Here, female children among the poor and lower castes are seen as burdens more than blessings. As I have noted before, prenatal determination of a fetus's gender is illegal throughout India to minimize purposeful abortions of females. Although the causes are still scientifically controversial and hotly debated, the gender ratio of births is still 917 girls for every 1000 boys.

Regardless of science or statistics, there is celebration when boys are born here. When girls are born, there is disappointment. In fact, if a mother has no sons and gives birth to a second daughter, the government opens an account with Rs 25,000 ($500) in it for the second daughter. This $500 can be withdrawn by the second daughter once she turns 18. Apparently, enough parents neglect their second daughters (often leading to malnutrition or death) to justify this incentive structure. As adults, women earn as little as half of what men earn for similar jobs in the factories surrounding our local slum.
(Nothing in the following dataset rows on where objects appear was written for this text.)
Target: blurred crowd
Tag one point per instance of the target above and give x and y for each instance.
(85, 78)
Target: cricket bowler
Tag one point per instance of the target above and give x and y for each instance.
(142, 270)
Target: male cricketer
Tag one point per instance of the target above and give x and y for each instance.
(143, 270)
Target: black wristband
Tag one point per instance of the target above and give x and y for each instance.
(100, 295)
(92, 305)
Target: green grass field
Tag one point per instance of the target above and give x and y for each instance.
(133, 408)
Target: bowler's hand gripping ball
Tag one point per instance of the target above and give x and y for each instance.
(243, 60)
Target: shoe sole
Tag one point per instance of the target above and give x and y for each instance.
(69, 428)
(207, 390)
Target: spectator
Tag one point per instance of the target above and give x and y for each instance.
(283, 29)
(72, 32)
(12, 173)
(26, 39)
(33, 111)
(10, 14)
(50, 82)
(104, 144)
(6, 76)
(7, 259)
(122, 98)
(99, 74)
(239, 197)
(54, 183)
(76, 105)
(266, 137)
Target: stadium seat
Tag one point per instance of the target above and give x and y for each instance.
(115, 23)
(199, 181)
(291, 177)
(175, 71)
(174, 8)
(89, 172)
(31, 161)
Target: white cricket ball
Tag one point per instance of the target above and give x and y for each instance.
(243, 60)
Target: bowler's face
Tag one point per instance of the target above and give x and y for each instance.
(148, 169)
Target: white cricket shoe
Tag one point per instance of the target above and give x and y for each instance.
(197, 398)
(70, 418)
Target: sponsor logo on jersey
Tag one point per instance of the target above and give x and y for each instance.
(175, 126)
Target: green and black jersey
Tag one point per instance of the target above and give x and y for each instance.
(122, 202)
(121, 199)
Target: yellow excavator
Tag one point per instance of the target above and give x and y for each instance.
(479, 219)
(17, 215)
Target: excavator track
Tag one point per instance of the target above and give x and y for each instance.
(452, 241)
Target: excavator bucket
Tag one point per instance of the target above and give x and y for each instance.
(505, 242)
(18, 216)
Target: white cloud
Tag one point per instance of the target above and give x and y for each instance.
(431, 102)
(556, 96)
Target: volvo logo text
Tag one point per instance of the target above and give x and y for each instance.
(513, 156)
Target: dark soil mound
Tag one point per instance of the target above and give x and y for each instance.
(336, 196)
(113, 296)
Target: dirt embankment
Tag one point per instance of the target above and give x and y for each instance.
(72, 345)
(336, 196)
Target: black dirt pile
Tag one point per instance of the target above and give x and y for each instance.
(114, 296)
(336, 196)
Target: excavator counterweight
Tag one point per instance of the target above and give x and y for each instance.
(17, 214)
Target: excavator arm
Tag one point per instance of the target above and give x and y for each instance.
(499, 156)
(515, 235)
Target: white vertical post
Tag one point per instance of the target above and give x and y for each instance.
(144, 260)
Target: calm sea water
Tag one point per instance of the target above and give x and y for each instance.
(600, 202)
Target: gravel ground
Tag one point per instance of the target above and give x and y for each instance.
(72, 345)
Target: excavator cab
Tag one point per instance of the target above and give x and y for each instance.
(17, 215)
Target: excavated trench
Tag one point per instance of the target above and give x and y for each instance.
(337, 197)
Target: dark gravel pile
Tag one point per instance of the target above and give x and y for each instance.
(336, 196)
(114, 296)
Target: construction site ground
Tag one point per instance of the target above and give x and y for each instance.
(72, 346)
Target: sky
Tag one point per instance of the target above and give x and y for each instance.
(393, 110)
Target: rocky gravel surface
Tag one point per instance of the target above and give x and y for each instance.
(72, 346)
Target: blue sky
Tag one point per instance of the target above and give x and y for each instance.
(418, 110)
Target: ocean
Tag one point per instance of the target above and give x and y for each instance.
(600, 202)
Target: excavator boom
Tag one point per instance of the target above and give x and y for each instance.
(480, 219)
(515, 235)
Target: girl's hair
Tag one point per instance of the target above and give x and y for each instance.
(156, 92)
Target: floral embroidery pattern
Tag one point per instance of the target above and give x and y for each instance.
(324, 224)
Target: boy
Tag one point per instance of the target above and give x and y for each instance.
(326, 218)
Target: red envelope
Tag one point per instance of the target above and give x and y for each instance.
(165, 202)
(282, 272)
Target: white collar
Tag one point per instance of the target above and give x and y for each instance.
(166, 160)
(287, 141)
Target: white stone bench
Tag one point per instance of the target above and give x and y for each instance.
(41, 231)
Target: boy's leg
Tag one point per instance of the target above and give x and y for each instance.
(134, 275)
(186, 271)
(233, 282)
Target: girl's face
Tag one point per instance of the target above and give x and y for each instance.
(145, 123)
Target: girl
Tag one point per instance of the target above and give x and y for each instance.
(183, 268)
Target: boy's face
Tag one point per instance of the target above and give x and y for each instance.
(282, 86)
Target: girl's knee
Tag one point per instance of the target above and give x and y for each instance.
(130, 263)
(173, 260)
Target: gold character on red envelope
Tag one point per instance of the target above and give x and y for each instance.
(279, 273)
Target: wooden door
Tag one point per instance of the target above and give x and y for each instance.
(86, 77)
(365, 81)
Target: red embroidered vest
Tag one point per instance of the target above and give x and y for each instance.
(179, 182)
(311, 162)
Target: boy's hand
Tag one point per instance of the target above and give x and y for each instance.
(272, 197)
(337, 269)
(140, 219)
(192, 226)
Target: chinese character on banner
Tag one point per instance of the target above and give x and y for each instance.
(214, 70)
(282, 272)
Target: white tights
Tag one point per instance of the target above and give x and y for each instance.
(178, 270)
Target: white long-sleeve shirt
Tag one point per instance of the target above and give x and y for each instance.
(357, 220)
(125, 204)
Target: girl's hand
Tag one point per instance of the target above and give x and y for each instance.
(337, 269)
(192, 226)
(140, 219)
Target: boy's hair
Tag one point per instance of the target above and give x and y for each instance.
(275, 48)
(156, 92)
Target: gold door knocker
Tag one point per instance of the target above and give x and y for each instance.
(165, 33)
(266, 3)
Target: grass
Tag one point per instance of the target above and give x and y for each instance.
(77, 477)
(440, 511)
An ulterior motive of our selection process, therefore, is to combat this blatant male favoritism. The sisters like this too. In the Carmel Convent School, the boy:girl ratio is about 1:1. However, in the public and low-end private schools usually attended by slum children, the ratio is more along the lines of 4:1 or 5:1.

This morning, after my speech at the school, Mitlesh and I set out to spread the news to accepted students and families. We also informed them of a meeting tomorrow afternoon in which we will lay out exactly what is going on, what this all means, how it will impact them, and the responsibilities that come with this incredible opportunity.

We walked far and wide throughout the slum on this exceptionally clear and beautiful day. Stray dogs sipped puddles, children hand-pumped water from wells, and soaking wet naked children scurried around after their bucket baths.

We informed parents at their homes and even at their jobs. We found Abishek's father, for instance, chemically treating automobile parts inside this poorly-ventilated building with multiple blazing furnaces and open pits of noxious acid. I can't imagine what it's like to work here in May when ambient temperatures reach 102 degrees Fahrenheit.

--A random worker where Abishek's father works--

Many of the selected families do not have any idea what these opportunities mean for them or their children. That is why we have planned a meeting. Tomorrow, they will begin to realize what a blessing they are being given and that we are in this together for the long haul.

On behalf of our volunteers, sisters, teachers, Mitlesh, my host family, and especially these awe-struck students and their families, thank you so much for your continued donations. As stated earlier, I will be properly acknowledging these wonderful gestures in later posts. Additionally, those providing semi-annual or annual sponsorships at the $125 and $250 levels respectively will be given the opportunity to Skype with the children they sponsor. I promise to make it a special experience for everyone involved!